Happy to see! There is a market for the Aptera. There always has been a market for expensive, somewhat exotic vehicles and as long as a company can survive catering to that, it's all good. Think "Morgan Plus-Eight".
But they do have to work on their sales pitch. It is incompetent management when somebody within the company labels some part of their product line "a better product" over some other.
Not gonna work that way. Must find different ways of distinguishing the U.S. made ones. Tesla is showing how you can have the same thing at half price, and not repel people from wanting to shell out way more to buy the "full package". They won't tell you the 50k version of the "S" is not as good a car as the 100k one.
Seriously Aptera, stop doing such a dumb thing.
Lewis M. Dickens III
"You can fool some of the people all of the time." seems appropriate here.
Bill Allison, the renowned, suspension engineer who designed the Packard torsion ride and who's work inspired Sir Alec Moulton as a young boy almost slapped me when I told him that I loved the Mog.
He pointed out that three wheeled vehicles are essentially motorcycles and from a suspension perspective was inherently dangerous.

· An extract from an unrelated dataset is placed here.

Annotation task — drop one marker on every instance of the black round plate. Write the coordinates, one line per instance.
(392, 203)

While I do love seeing that motorcycle engine in front of the radiator again but I do also believe that certain things need to be taken very seriously. Particularly when human lives are at stake.

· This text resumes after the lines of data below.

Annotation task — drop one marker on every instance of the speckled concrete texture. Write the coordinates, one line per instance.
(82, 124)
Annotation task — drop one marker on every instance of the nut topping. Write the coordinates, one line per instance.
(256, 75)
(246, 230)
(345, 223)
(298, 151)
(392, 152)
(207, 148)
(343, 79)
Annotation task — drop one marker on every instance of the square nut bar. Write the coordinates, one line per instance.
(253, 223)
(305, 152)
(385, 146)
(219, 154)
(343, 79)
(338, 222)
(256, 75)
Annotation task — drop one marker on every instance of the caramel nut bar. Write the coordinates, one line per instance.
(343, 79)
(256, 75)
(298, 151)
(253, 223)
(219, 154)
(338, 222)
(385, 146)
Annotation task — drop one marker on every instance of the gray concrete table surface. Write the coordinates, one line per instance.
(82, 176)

Bill knew suspensions backwards and forwards and had developed suspensions cross linking them in virtually every possible combination. He held more patents on suspensions than any other engineer.
So when I covered the Progressive Automotive Insurance Automotive X Prize for AltEnergy.mag I got to watch the Aptera spin out a number of times
I mentioned bills knowledge to the Reporter of Consumers Reports and she cracked up.
The problem behind this is that there is an absurd notion that less wheels mean less rolling resistance. If that were absolutely true, all the rail cars would have 3 wheels, but they don't. They have bogied paris of 8 wheels and that provides the lowest rolling resistance.
If you don't believe this then build 3 models with 4, 6 and 8 wheels. Put them on an inclined plane and let them roll.
Use a piece of chalk to mark where they roll to a stop and you will see the truth to the physical phenomenon.
Otherwise talk with the Japanese Professor who designed the Elica.
That the Chinese bought into this fits perfectly with their buying into the MooCow Computers of our Brilliant Governor.
BTW Bill is the only person to have hit the Betz limit with his wind engine designs.
Charles Hart
Elio at 80mpg and $6800 works much better for me.